The studio filled with noise as we all picked up our hammers and started bashing our stones.
This was stone sculpting 101, on the last day of our first week of the MA Arts + Place program at Dartington, UK. I was full of enthusiasm, rearing to try new things. Until standing at my designated bench space, I met my lump of stone for the first time.
It was like staring at a blank page of paper, but worse. This stone sculpting required me to think in 3D which is really not my strongpoint.
For two hours I fervently invoked the spirit of Michelangelo hoping for some imaginative spirit to arise and speak to me from the stone. I kept thinking the chisel marks were ‘emotive’ and raw – really they were my feeble attempts to coax this square of stone into life.
Our tutor showed us a vertebra of a prehistoric crocodile which was embedded into a stone she was once carving. A very rare occurrence, although not totally unexpected as shells and fossils have been found in stones before. As we cut our way into it, a slight sulphur smell wafted out. This is a particular feature of Portland stone, as it comes from Portland, an island off the Jurassic coast near Weymouth in Dorset.

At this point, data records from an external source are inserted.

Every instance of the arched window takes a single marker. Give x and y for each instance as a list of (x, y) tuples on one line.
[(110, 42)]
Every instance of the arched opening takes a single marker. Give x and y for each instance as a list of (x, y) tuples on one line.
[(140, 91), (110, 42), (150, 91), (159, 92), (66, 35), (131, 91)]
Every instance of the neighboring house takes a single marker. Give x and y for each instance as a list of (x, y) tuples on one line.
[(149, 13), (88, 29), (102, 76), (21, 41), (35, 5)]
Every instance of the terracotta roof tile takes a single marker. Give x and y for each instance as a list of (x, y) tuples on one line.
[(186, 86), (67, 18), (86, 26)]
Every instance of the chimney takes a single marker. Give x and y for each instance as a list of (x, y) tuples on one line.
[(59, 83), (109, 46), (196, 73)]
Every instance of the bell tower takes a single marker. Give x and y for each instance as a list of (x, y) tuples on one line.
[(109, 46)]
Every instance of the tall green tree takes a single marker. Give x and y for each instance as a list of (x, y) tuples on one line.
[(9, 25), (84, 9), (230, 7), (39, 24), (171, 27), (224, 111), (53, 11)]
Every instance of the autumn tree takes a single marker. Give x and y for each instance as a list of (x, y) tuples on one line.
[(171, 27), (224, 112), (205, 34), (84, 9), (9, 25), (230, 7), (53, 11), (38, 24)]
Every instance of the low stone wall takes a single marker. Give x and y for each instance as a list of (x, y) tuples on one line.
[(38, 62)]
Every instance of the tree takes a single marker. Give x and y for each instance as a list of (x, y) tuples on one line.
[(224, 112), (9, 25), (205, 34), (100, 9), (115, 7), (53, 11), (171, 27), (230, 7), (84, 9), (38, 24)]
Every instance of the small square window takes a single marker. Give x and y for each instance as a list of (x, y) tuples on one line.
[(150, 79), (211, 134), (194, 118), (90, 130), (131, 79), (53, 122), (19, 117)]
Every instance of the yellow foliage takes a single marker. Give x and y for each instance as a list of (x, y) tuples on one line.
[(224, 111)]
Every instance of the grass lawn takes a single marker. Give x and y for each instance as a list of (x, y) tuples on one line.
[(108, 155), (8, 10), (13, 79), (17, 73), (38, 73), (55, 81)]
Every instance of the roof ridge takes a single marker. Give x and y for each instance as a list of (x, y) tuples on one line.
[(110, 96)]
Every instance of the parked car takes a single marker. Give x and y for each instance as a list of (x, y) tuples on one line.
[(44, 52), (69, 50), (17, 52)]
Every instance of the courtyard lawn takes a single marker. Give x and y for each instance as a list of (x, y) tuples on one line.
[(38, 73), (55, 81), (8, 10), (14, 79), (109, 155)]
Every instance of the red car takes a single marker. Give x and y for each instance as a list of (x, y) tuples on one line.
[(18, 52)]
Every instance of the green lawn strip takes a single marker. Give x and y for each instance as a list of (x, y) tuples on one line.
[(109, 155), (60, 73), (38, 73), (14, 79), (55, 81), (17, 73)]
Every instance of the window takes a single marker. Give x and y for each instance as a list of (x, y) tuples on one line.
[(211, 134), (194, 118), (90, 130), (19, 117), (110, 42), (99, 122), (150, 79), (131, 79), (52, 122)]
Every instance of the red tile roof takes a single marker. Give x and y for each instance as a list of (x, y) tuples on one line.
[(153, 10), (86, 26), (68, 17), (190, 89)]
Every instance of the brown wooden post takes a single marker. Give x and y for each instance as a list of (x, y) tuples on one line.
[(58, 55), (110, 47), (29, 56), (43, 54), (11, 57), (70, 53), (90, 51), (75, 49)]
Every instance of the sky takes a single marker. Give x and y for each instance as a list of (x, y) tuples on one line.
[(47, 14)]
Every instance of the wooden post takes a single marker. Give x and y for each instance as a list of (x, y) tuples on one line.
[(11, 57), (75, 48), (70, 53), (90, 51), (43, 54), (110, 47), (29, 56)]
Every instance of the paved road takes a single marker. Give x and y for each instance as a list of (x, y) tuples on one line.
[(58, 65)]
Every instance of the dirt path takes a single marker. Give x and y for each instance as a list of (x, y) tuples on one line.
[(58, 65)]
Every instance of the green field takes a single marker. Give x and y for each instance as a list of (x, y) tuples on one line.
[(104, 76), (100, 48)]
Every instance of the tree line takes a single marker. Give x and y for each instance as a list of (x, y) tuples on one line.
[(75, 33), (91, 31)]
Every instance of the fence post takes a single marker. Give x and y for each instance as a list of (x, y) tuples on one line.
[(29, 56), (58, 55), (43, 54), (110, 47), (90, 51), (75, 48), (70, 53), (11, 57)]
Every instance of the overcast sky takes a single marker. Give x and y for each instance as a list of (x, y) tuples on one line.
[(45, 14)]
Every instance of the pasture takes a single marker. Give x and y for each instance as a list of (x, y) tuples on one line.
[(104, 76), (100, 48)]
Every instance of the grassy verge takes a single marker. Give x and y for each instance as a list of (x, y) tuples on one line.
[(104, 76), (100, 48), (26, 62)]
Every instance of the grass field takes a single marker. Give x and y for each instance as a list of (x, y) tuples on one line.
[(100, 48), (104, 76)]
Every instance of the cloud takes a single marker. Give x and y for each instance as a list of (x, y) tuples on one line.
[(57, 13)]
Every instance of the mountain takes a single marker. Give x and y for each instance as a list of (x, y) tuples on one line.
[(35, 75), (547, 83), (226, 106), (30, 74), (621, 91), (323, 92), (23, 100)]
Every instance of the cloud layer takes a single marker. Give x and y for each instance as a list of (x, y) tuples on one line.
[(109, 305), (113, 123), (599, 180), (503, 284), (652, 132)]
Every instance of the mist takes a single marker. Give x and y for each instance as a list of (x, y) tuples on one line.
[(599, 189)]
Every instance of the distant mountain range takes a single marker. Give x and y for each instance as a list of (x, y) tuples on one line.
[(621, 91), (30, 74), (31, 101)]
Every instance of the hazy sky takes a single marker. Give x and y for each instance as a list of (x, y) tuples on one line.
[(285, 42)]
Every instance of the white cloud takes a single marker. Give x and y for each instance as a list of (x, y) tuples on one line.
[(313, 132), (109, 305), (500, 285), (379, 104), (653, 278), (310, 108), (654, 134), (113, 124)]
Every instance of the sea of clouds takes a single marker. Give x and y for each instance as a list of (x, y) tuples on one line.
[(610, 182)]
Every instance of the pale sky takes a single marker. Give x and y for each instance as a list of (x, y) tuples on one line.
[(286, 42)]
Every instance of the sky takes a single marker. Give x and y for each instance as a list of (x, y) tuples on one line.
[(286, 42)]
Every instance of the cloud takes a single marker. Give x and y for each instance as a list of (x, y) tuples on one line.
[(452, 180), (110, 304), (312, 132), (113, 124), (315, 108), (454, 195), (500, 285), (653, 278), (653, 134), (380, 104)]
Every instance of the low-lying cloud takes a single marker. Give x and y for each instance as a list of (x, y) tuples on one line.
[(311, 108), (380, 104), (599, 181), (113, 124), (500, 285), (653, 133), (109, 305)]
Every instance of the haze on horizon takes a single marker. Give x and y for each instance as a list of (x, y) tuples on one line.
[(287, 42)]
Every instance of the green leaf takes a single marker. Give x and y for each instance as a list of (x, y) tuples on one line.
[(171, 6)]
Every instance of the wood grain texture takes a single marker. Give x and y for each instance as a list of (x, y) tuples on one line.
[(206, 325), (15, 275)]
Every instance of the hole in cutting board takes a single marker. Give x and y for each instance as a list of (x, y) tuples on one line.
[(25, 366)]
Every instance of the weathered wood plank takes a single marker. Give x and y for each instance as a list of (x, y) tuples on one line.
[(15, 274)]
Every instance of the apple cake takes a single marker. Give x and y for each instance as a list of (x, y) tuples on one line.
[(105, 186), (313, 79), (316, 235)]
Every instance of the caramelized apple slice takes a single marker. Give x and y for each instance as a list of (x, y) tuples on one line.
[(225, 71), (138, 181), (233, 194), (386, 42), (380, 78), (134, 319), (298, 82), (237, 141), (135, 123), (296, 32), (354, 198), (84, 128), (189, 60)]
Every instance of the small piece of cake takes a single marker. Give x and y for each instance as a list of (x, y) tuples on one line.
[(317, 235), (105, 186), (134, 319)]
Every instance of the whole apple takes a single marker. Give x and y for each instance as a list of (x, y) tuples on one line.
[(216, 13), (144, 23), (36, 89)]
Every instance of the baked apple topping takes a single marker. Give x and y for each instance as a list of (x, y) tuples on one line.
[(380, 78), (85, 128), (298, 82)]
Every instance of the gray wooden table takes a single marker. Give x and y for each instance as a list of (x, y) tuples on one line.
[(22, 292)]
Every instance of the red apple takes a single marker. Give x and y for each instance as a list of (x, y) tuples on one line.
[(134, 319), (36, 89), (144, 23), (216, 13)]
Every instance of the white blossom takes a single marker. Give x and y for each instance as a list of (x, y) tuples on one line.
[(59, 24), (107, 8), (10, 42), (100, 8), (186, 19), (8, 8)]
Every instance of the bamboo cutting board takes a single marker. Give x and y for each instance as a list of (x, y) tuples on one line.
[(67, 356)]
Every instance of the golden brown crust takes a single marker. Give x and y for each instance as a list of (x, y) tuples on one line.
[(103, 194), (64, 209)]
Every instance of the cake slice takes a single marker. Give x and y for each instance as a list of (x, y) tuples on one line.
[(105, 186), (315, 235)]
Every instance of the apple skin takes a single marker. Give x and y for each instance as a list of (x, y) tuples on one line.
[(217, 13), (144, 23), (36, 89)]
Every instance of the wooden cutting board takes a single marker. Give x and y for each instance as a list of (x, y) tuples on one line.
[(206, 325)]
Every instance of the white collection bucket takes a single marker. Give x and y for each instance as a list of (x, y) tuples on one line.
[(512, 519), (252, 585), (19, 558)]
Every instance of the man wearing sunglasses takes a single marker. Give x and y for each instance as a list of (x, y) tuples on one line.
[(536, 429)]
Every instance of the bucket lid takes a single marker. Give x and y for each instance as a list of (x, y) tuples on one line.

She looked at my carving and spotted the curve of an embedded shell. I tried to follow its lines but couldn’t manage to release the shape of it. What emerged instead was a sort of anamorphic shape, similar to ones I have made in paper several years ago. I hadn’t started out with a clear plan or thinking about what to carve like some of the other students. I wanted the stone to speak to me instead.
Now I felt like it was whispering its story. It seemed to talk of ancient creatures and waterways, curving through the landscape. With ten minutes to go before the end of our experimental stone carving session, I had almost despaired of finding out what this stone had to share with me.
“Oh look, this could be where it’s eye belongs”, said the tutor. She gave me a hand drill and left me to create the eye of the stone creature. Amazing!